October 15, 2025 | An innovative GPT model trained on vast amounts of anonymized data from healthy volunteers in the UK Biobank has been shown to be impressively good at predicting an individual’s risk of developing over 1,200 diseases over the next decade. Since the model represents disease risks as rates, it can also quantify how quickly new cases occur within a population over time, according to Tomas Fitzgerald, senior scientist at the European Molecular Biology Laboratory’s European Bioinformatics Institute (EMBL-EBI).  

Delphi-2M, as it is known, was validated using external data on about 2 million individuals in the Danish National Patient Registry without any retraining or fine-tuning, as covered in an article that was published recently in Nature (DOI: 10.1038/s41586-025-09529-3). “Although we had a very marginal loss in prediction across the board, the accuracy is still very high in that Danish cohort,” Fitzgerald says, adding that development of the model is “probably the best piece of research I’ve ever been involved in.” 

It was part of a joint effort with colleagues at the EMBL-EBI and the German Cancer Research Centre as well as longtime collaborators at the University of Copenhagen. While many disease risk prediction algorithms exist, Delphi-2M uniquely forecasts the full spectrum of human diseases, as it has been trained using the International Classification of Diseases, Tenth Revision (ICD-10) coding system, he explains. 

Thanks to innovative modifications made to the model’s generative transformer architecture, all these diseases can be mapped to continuous time within Delphi-2M. In addition to producing disease risk rates, this allows the model to estimate potential disease burden for up to 20 years, reports Fitzgerald. 

The research teams applied explainable AI methods to reveal clusters of comorbidities within and across the same broad ICD-10 “disease chapters” and their time-dependent consequences on future health, Fitzgerald continues. Delphi-2M can be used to explore an individual patient’s healthcare journey, or why the model predicts a risk at a certain age for a certain condition, by looking back at the factors in that patient’s history that are contributing most strongly to that prediction. The same exercise can be done to understand shifting healthcare or risk patterns across a population. 

The predictive accuracy of Delphi-2M was “similar to if not better” than currently implemented single disease risk scores, he reports. That high performance is due to its ability to catch complex relationships between competing morbidities and risks related to sex, body mass, smoking, and alcohol consumption, as well as their connections to documented causes of death—all of which serve as tokens in the model. 

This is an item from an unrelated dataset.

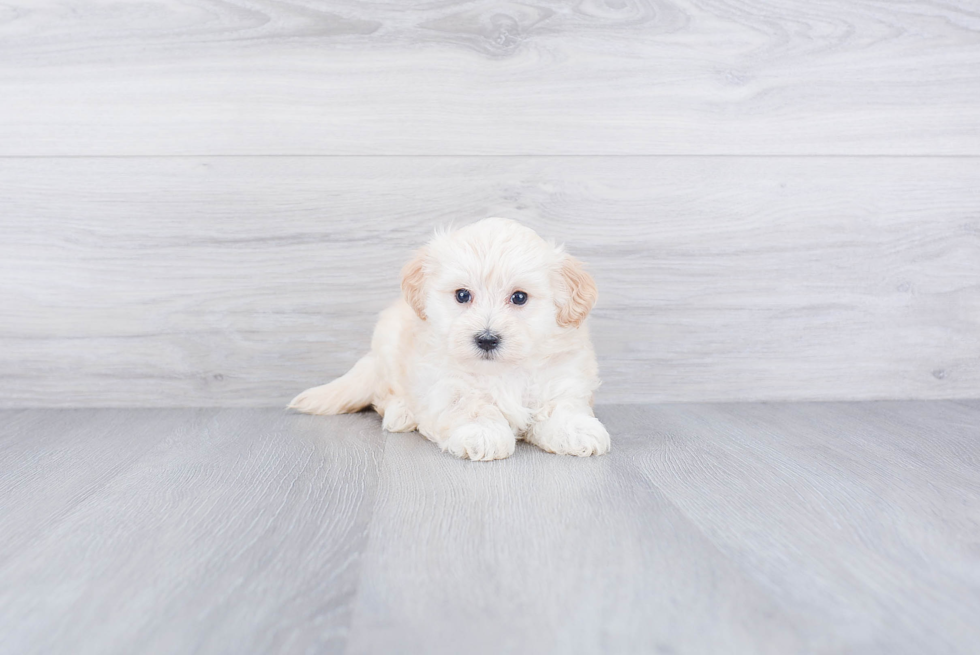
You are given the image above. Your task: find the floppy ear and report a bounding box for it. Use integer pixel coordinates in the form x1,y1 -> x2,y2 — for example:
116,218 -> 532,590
402,248 -> 427,321
555,255 -> 599,327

For conditions with clear and consistent progression patterns, including certain types of cancers and heart attacks, the model performs especially well. It was found to be less reliable for more variable conditions such as mental health disorders and pregnancy-related complications. 

Risk predictions are expressed as rates over time, much like weather forecasts, says Fitzgerald. And as with those forecasts, disease predictions are easier to get right over the short term. The model is calibrated to produce accurate population-level risk estimates, forecasting how often certain conditions occur within groups of people, and consistently recapitulating patterns of disease occurrence as recorded in the UK Biobank. 

Access to the model’s “attention-based weights,” referring to the level of attention it pays to different tokens in rendering a disease risk prediction, can be obtained via the data access control procedures of the UK Biobank. This was done to safeguard privacy, although the likelihood of individuals being identified through the derived datasets is “difficult to imagine,” Fitzgerald says. 

Delphi-2M is trained using extensive information on a cohort of 400,000 participants from the UK Biobank. This included genetic and imaging data as well as information contained in their electronic health records. 

Attention Maps  

Many implementations of Delphi-2M can be imagined for clinical practice and resource planning optimization, says Fitzgerald. Although it may take another five years for the model to get through the required testing and evaluation to be available in the clinic, “the most obvious application would be a type of early warning system” alerting clinicians about the diseases most likely to be impactful for individual patients in the years ahead. 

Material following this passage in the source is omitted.